Datatypes, ComSci 221, U. Chicago

Datatypes in Procedural Languages

Lecture Notes for Com Sci 221, Programming Languages

Last modified: Mon Nov 1 10:37:04 CST 1999

Start Wednesay 20 October 1999

Strategic Overview

Chapter 4 in the text covers the nuts and bolts of this topic very well. You need to read it especially carefully. I will concentrate on odd points of view, and on ideas that connect the material in Chapter 4 with later material in Chapters 9 and 14, and with material that goes beyond the text. These notes were written rather hurriedly, and are probably not as clean as earlier sections.

Multiple Concepts of ``Type''

The word ``type'' is one of many words that is used in different, but related, ways by those who study programming languages. These uses of ``type'' all start with a pre-CS mathematical notion of type from set theory. But, the computational objects associated with types in programming languages have qualities that don't arise in the normal study of set theory, and the original idea of type has been extended in several different ways to deal with them. Actually, mathematics and logic had already used ``type'' in somewhat different ways in different contexts, but programming languages introduced differences in new dimensions.

Set-theoretic types

The simplest concept of type derives directly from set theory. It is insufficient for the full understanding of most uses of types in programming languages. But, all concepts of type relate back to set theory in some way, so it is a good starting point.

I made up the following definition. I think it's a good one, but it's not standard in the literature.

set-theoretic type: a set of values intended to include precisely those values that might be associated with a particular variable in a program.

The important set-theoretic types in procedural programming languages include

basic types: predefined types that may be used without special declaration---values of basic types usually fit in a single machine word, are usually thought of as units rather than structures built up of other units, and are usually intended to have intuitive meanings to those with a mathematical background
defined types: types built up from basic types using type-constructing operations---defined types are usually introduced by a special type declaration, and their values are usually thought of as structures comprising values of their component types in some way

Most types in procedural programming languages of today may be understood naturally in terms of the basic types integer, floating-point, boolean, and character, plus the type constructing operations enumeration, cross product, marked union, function, and power set.

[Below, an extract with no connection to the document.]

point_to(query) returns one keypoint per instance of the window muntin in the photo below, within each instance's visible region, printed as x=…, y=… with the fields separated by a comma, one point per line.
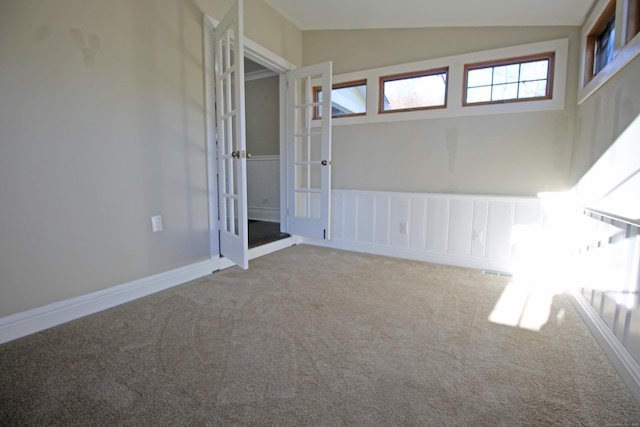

An enumeration set is a finite set described by listing all of its values, for example {a, b, c, d} describes the set containing exactly a, b, c, and d.
The cross product of sets A and B is written AxB. It contains all of the ordered pairs whose first element is in A and whose second element is in B.
The marked union of sets A and B is written A+B. It contains the elements of A marked in a uniform way, and the elements of B marked in another uniform way, different from the markings of elements of A. Marked union is often called ``disjoint union.'' This term is misleading, since it suggests that A and B are required to be disjoint (i.e., to have no member in common). On the contrary, the same value may be a member of both A and B, and in that case it produces two different values in A+B, one with each of the two marks.
The function space from set A to set B is written A->B (and in many math books B to the power A). It contains all of the functions that map each element of A to a unique element of B.
The power set of set A is written P(A) (and in many math books 2 to the power A). It contains all of the subsets of A, including the empty set and the set A itself.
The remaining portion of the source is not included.